I’m in the midst of applying for a job–well two different positions at the same school, actually. These are full-time, tenure-track positions at college that is a little bit of a commute, but either position may also have online coursework, which would be pretty ideal. These are some of the very first full-time positions that have surfaced in the last several years, since the budget cuts to higher education in California froze all hiring at nearby colleges. Job prospects have been pretty bleak in my field in recent years.
I have been far from enthusiastic about continuing to pursue the teaching profession for a few years now, and I am set on this whole new birth work career path. But I never have landed that full-time gig, so I really have no idea what it’s like not to be a freeway flyer, what it’s like to have regular health benefits and a salary, what it means to have respect in my position, or even a consistent office for that matter. I’ve gotten so very close on many occasions, but I can’t help but think this might be the time, that maybe I should give it one more chance.

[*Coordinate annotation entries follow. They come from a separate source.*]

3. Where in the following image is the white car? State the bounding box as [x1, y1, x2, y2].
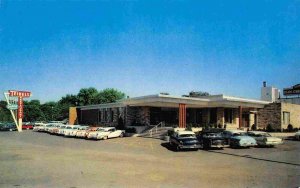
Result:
[76, 127, 99, 138]
[87, 127, 125, 140]
[247, 131, 283, 147]
[47, 123, 63, 134]
[57, 125, 72, 135]
[33, 123, 46, 131]
[295, 131, 300, 140]
[223, 130, 257, 148]
[64, 125, 81, 136]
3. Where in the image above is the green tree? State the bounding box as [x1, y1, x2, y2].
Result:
[41, 101, 60, 121]
[77, 87, 98, 106]
[23, 100, 45, 121]
[58, 94, 79, 120]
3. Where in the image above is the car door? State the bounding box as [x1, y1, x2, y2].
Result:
[107, 128, 118, 138]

It doesn’t hurt that this would mean an incredible amount of stability, that we could send BG to the preschool we want him to go to at J’s university. It would allow us to look toward buying a house where we want to live. And it would help me afford the training I really want to do for doula and childbirth ed. Of course, the bonus with teaching is that summers are off (if you don’t go all crazy and teach summer school), so J and I would both have summers off. We would have summers off with our son. See why this more than a little tempting?
So I’m giving it a go. I have to see if I might actually like teaching again when I have the benefit of a real position and stability.
It’s terrifying to do this, however, for a number of reasons: I don’t want to spend my life amidst stacks of student papers and miss out on my family. I don’t want to have to put committee work and meetings and students above watching my son grow up. I don’t want to get stuck in work that I don’t enjoy just because it comes with a steady paycheck. This last one I’m really afraid of.
So you see, it’s not an easy decision applying for this job, but I have to know whether I have the chops, whether I can make it in academia once and for all. If I can, and I like it, great. If I can’t, it just means I’ve got other things to pursue. It is a bit thrilling, though, thinking about standing in front of a bunch of students on the first day of class again. I can’t deny that the classroom is a good fit for me. And in these last nearly three years away from it, I’ve missed it.